ASSIGNMENTS OF ERROR NOS. 1 AND 3
THE TRIAL COURT ERRED IN FINDING THE APPELLANT GUILTY OF DIRECT CRIMINAL CONTEMPT.
THE TRIAL COURT ERRED, ABUSED ITS DISCRETION AND VIOLATED DEFENDANT'S DUE PROCESS AND CONSTITUTIONAL RIGHTS WHEN IT ORDERED DEFENDANT TO SUBMIT TO AN INFORMAL DRUG TEST.
(¶5} Appellant contends that arriving in court under the influence of methamphetamines, without further evidence that she disobeyed a court order or disrupted court proceedings, cannot be sufficient to support a charge of direct criminal contempt. Appellant also argues that it was improper to base the contempt conviction on a drug test that cannot be justified by any rule or statute and that is not substantiated by the record. Appellant believes that the Fourth Amendment's prohibition against unreasonable searches and seizures should have prevented the court from ordering an immediate drug test and using the instant results of that test to convict her of contempt.
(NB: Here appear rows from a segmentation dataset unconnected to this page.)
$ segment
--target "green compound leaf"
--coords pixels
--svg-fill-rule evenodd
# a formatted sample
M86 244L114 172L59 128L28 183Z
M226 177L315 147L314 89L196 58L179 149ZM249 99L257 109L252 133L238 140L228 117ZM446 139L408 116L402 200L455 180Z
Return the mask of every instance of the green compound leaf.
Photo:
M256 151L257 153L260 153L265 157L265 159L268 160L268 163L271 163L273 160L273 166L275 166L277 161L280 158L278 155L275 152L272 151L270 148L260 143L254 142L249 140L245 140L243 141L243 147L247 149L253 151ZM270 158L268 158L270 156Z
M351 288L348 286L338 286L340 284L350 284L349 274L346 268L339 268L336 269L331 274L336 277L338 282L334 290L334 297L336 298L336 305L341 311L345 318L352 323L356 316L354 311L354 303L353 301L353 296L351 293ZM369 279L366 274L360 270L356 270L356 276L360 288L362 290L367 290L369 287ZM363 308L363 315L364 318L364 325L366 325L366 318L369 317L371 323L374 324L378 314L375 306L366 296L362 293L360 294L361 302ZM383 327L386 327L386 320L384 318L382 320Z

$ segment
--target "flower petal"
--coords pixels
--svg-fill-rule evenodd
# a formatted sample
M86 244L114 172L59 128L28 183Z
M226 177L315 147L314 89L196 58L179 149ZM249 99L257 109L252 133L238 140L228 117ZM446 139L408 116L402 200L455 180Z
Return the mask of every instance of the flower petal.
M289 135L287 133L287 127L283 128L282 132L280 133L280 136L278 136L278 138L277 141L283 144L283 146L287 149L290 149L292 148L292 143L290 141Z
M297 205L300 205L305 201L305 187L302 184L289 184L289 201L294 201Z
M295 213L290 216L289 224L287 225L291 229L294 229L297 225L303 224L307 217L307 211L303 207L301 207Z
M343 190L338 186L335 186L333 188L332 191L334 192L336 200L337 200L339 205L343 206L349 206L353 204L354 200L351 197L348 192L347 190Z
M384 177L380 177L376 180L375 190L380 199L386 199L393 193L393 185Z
(¶6} Contempt proceedings are typically classified as civil or criminal, based on the purpose of the sanctions imposed. State v. Kilbane, 61 Ohio St.2d 201, 205, 400 N.E.2d 386 (1980). If the sanctions are intended to coerce the contemnor to comply with lawful orders of the court, the contempt proceeding is civil. Id. at 204-205. On the other hand, if the punishment is punitive in nature and is designed to vindicate the court's authority, the contempt proceeding is criminal. Id. "[C]ivil contempts are characterized as violations against the party for whose benefit the order was made, whereas criminal contempts are most often ...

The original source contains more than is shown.